The fourth quarter of 2016 started with no big surprises from U.S. economic data. We expect to see a moderate uptick in U.S. real GDP growth in the third and fourth quarter, following weak gains through the first half of the year. The first estimate of third quarter GDP is due out on Friday, October 28.

Labor data at the start of October continues to look good. Initial claims for unemployment insurance remained unchanged at 246,000 for the week ending October 8. Continuing claims decreased by 16,000 to hit 2,046,000 for the week ending October 1. We expect October payroll gains to moderately surpass September’s net gain of 156,000, reaching around 190,000 to 200,000.

Retail sales for September increased by 0.6 percent, boosted by stronger-than-expected auto sales. Ex-autos, retail sales gained 0.5 percent for the month. We look for auto sales to ease in the fourth quarter, from September’s 17.8 million unit rate.

Producer prices for final demand gained 0.3 percent as energy prices increased. Over the previous 12 months, the PPI for final demand is up by just 0.7 percent. The core PPI for final demand (less food and energy) ticked up by 0.2 percent for the month and is up by 1.2 percent over the year.

The National Federation of Independent Business’s Index of Small Business Optimism dipped by 0.3 points to 94.1 in September. Fifty-eight percent of small businesses reported that they were hiring or trying to hire through the month. However, 48 percent reported few or no qualified applicants for their positions. Sales expectations improved for the month.

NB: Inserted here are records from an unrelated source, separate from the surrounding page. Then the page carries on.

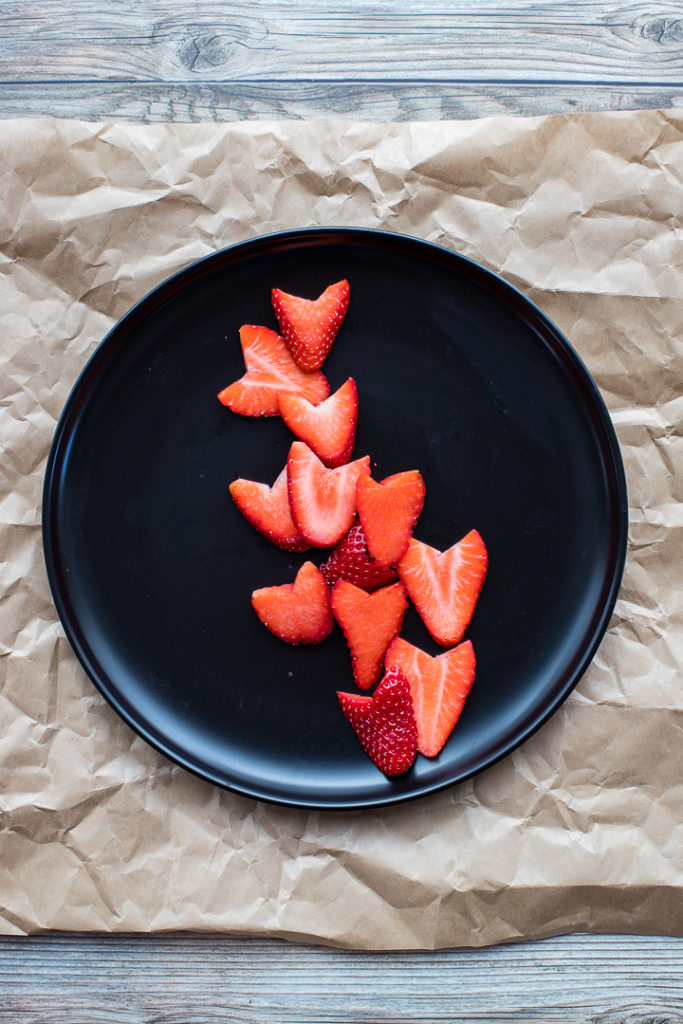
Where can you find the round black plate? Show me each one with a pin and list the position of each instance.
(152, 566)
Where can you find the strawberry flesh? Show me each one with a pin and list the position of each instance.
(299, 611)
(270, 373)
(309, 326)
(385, 723)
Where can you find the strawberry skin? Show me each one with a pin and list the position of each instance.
(323, 501)
(309, 326)
(444, 585)
(350, 561)
(299, 611)
(328, 429)
(385, 723)
(388, 512)
(270, 372)
(267, 509)
(438, 687)
(370, 623)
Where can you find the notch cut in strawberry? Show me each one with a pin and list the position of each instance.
(270, 372)
(444, 585)
(299, 611)
(329, 428)
(267, 509)
(309, 326)
(350, 561)
(438, 687)
(388, 511)
(323, 501)
(370, 623)
(385, 723)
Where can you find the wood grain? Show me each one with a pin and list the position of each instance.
(351, 40)
(201, 980)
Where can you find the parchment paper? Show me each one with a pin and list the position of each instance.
(579, 829)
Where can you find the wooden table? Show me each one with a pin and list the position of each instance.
(144, 60)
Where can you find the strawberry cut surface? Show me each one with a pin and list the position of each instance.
(299, 611)
(270, 373)
(323, 501)
(328, 429)
(438, 687)
(309, 326)
(385, 723)
(267, 509)
(350, 561)
(388, 512)
(444, 586)
(370, 623)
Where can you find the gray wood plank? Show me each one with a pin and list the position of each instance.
(357, 40)
(181, 979)
(397, 101)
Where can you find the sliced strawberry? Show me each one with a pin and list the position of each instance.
(270, 372)
(388, 512)
(350, 561)
(370, 623)
(309, 326)
(328, 429)
(385, 723)
(444, 585)
(323, 501)
(438, 687)
(299, 611)
(267, 509)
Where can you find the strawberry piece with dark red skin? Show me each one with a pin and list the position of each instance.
(329, 428)
(299, 611)
(444, 586)
(388, 512)
(270, 373)
(323, 501)
(370, 623)
(438, 686)
(385, 723)
(267, 509)
(350, 561)
(309, 326)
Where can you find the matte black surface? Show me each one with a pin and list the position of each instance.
(152, 566)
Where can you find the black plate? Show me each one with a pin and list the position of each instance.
(152, 566)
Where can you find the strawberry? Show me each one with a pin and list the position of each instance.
(350, 560)
(299, 611)
(438, 687)
(370, 623)
(444, 585)
(328, 429)
(267, 509)
(388, 512)
(270, 372)
(309, 326)
(385, 723)
(323, 501)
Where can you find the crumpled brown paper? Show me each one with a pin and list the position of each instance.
(579, 829)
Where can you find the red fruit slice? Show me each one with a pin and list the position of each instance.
(267, 509)
(385, 723)
(270, 372)
(309, 326)
(438, 687)
(370, 623)
(299, 611)
(328, 429)
(444, 585)
(323, 501)
(350, 561)
(388, 512)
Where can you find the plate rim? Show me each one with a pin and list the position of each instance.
(614, 474)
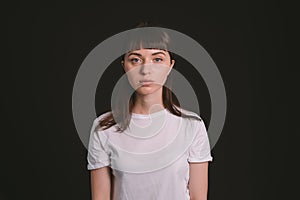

The minutes from the September 20/21 Federal Open Market Committee show a divergence of opinions within the Fed about labor market conditions. One group of FOMC participants held the view that labor markets could continue to absorb excess slack without stoking inflation. The other camp argued that labor market conditions could tighten well beyond normal levels, leading to inflationary wage gains and potentially requiring a more abrupt increase in the fed funds rate. The minutes reminded us that there were three dissenting voters against the policy announcement of keeping the fed funds rate range unchanged at the September meeting.

We continue to expect that the FOMC will once again vote to keep the fed funds rate steady at their upcoming November 1/2 meeting. There is no rule against raising rates then, but common sense argues for waiting until after the election.

By the December 13/14 FOMC meeting, the Fed will have the benefit of the October and November employment reports, plus two more months of inflation and other economic data.

We have two fed funds rate hikes built into our forecast for 2017, one occurring in June and the other in the following December. This is broadly consistent with the Fed’s “dot plot” of September 21.